President Trump said Thursday that he does not have tapes of his private conversations with former FBI director James B. Comey, finally ending a mystery of his own creation that began last month when he suggested last month that he had privately recorded their talks.

Trump had floated the idea that he had an audio record of their conversations, apparently as a way to intimidate Comey.

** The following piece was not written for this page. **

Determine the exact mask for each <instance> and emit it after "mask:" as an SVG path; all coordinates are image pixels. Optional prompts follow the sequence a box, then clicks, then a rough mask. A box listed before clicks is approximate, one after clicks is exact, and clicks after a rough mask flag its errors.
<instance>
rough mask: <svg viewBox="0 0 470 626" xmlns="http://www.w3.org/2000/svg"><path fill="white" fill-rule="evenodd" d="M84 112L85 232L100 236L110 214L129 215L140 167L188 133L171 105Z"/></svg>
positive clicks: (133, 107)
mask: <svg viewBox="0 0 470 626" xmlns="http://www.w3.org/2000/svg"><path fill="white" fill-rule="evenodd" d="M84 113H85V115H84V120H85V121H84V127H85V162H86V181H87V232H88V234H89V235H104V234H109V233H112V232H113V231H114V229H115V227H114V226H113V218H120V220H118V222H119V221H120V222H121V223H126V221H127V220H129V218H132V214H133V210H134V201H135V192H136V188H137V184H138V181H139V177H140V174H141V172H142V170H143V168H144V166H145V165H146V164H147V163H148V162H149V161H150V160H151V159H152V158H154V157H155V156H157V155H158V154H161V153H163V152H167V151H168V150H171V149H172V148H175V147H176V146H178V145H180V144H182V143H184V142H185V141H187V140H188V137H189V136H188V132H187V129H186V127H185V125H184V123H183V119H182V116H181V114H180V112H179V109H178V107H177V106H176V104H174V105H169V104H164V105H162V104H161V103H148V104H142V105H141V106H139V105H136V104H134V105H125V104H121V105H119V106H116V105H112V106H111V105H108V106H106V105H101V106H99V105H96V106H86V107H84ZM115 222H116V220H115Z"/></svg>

For weeks, the president and senior White House officials refused to tell the public whether such tapes exist.

But after an inquiry from congressional investigators about the tapes, Trump tweeted Thursday, “I did not make, and do not have, any such recordings.”

As the Friday deadline loomed for Trump to produce evidence for Congress of the “tapes” he suggested he made,  lawmakers had been trying to figure out what to do if he didn’t.

The tools at the House Intelligence Committee’s disposal are few: If Trump hadn’t responded by Friday to its request for information about “whether any White House recordings or memoranda of Comey’s conversations with President Trump now exist or have in the past,” they could have subpoenaed him for that information. Which is exactly what the panel’s ranking Democrat, Rep. Adam Schiff, D-Calif., suggested on Wednesday that they would do.

But even with a subpoena, the panel stood little chance of actually compelling Trump to turn over anything he didn’t voluntarily want to produce, according to legal experts.